The Slig finally reached the end of the corridor, which stood a door. The walls were cracked, wall paper peeled like tape, revealing a large brick wall over half of the wall itself. Obviously, noone had taken the time to fix it up. The Slig shook it's head in disgust, then opened the door. It was odd for a Slig to open a door unannounced, but this particular Slig had the authority as general of his squadron, and the respect from his employers. As the door opened, the Slig saw the room before him. The room contained many empty boxes with the logo of "Rupture Farms" painted on the front. Empty bottles of "Soul Storm Brew" littered the ground, making it almost impossible to walk. On the wall to the right was a large shade which stretched like a big bay window, leading to a door on the south side of the room. The room was dimly lit, with only one, small ceiling lamp stationed steady in the middle of the ceiling. The sound of bickering and yelling suddenly blew at the Slig's face, as two Glukkons stood facing each other. One Glukkon had a big, flashy green suit that sparkled like diamonds. He wore huge, thick glasses that almosty completely covered his face. Atop his head, was a large hat, which was also big and flashy and green. The other Glukkon had a plain, blue suit on, with a red undershirt shown in a "V" under his coat. On the right side of his uniform was a badge with five stars, only this one was silver. The two bickered back and forth over a very important manner.

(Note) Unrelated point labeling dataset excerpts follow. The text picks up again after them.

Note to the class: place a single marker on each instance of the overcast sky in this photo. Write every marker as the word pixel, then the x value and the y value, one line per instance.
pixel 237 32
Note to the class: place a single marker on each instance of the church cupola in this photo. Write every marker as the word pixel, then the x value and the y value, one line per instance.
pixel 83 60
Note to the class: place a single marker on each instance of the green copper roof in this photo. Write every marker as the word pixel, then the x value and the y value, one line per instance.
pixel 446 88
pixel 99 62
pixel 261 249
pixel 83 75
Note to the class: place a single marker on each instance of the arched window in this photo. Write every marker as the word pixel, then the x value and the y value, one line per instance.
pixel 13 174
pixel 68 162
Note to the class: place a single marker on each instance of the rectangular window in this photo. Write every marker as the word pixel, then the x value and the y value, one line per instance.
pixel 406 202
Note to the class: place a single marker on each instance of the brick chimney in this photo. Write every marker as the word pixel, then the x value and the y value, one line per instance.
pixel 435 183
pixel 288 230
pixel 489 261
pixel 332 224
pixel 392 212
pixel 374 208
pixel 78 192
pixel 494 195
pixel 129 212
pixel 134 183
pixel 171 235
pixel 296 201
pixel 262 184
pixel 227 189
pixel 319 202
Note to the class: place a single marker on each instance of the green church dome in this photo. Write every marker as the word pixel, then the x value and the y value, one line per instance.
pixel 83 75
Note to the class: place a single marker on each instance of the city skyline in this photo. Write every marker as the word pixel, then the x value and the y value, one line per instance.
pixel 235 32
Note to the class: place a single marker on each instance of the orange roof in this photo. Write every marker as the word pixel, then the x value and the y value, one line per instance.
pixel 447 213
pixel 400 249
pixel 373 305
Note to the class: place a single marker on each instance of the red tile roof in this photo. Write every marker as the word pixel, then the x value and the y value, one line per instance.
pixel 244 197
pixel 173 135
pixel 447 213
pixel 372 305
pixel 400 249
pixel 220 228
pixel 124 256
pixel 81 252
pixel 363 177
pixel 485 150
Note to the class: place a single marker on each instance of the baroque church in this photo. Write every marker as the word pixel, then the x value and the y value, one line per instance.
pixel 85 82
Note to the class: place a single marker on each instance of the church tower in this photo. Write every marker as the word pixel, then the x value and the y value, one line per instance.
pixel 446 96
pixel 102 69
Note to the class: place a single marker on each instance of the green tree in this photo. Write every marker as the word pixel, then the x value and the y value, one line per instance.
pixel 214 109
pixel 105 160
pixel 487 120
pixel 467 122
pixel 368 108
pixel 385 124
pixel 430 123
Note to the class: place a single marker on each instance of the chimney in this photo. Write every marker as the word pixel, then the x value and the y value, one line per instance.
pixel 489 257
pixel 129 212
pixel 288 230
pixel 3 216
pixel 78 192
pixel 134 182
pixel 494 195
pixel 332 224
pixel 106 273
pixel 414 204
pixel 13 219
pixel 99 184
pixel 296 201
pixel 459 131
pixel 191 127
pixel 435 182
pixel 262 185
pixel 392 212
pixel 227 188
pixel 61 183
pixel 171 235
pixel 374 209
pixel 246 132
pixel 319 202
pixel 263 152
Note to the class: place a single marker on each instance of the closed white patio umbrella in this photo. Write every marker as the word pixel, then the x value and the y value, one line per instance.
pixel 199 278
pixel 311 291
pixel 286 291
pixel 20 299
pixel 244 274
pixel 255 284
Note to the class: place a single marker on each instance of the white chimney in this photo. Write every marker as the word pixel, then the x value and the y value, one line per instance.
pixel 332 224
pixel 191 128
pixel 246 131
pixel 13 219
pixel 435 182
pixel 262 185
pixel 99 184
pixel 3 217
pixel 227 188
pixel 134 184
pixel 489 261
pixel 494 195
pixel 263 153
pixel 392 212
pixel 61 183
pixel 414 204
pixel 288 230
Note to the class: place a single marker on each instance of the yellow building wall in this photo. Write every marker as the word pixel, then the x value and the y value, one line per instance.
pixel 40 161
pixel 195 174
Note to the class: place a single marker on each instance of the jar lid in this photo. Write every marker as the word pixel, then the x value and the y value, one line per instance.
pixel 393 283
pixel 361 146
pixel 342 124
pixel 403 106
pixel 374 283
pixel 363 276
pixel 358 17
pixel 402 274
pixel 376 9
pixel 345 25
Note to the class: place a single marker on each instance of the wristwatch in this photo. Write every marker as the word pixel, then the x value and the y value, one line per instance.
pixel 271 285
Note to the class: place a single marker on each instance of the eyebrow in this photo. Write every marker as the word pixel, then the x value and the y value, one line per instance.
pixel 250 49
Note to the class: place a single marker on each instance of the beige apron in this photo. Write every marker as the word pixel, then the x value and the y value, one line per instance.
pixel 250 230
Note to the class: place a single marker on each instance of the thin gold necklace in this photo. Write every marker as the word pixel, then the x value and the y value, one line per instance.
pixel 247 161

"I'm telling you General Jaccuza, it's all your fault those Mudokon workers escaped. I am so sick and tired of your incompotense!" The green Glukkon bellowed out.

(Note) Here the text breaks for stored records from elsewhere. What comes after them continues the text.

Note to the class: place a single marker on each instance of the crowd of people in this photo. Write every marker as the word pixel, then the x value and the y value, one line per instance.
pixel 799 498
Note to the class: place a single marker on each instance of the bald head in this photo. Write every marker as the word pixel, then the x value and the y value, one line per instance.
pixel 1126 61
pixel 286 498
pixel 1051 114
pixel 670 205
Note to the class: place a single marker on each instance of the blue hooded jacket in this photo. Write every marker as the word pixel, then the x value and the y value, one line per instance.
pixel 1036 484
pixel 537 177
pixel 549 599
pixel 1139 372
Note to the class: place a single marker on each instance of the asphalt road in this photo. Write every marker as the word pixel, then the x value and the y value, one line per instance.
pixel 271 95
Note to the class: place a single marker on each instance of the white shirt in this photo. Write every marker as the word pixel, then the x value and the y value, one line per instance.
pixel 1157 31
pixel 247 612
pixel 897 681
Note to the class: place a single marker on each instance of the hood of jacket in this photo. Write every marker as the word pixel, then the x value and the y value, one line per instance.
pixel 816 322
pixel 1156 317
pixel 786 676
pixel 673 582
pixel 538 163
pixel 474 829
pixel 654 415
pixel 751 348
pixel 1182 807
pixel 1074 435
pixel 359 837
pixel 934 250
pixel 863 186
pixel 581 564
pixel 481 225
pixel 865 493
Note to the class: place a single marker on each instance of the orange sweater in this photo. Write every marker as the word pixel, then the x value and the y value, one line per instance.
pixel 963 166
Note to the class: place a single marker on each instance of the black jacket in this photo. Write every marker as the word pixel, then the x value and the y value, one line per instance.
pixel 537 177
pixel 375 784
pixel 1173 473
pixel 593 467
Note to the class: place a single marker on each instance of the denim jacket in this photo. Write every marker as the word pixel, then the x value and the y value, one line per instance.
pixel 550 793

"Well it's not my fault, Tex, you're the one who should have been working a tighter shift! I don't see your lazy butt doing anything to help this place stay in tip-top shape, with your Brew and your fancy Bi-Products!"yelled the blue-clad Glukkon.
"Oh great, their fighting again...what a surprise." The black skinned Slig whispered under his breath as he watched the two leaders fight. "I could have been transferred to Renab's Emporium, but noooOoooo."
"Look at these charts!" Tex yelled. An electric chart slowly clicked on, occasionally blinking. The chart showed a negative outlook, showing a plummeting red line. "Charts don't lie Jaccuza!"
"Sure they do, IF YOU MAKE THEM YOURSELF!" Jaccuza yelled back. "Charts Charts Charts, that's all you talk about is CHARTS!" His orange eyes lit up with anger as he spoke.
"I outta take this chart and shove it up yer'..." Tex was about to finish, but the Slig's "ahem" managed to stop him.
"I don't mean to interupt your little...ahem...spat...but the perimeter is secure, Tex, sir. I've checked all locations and halls, nothing to worry about." the Slig said to the two Glukkons.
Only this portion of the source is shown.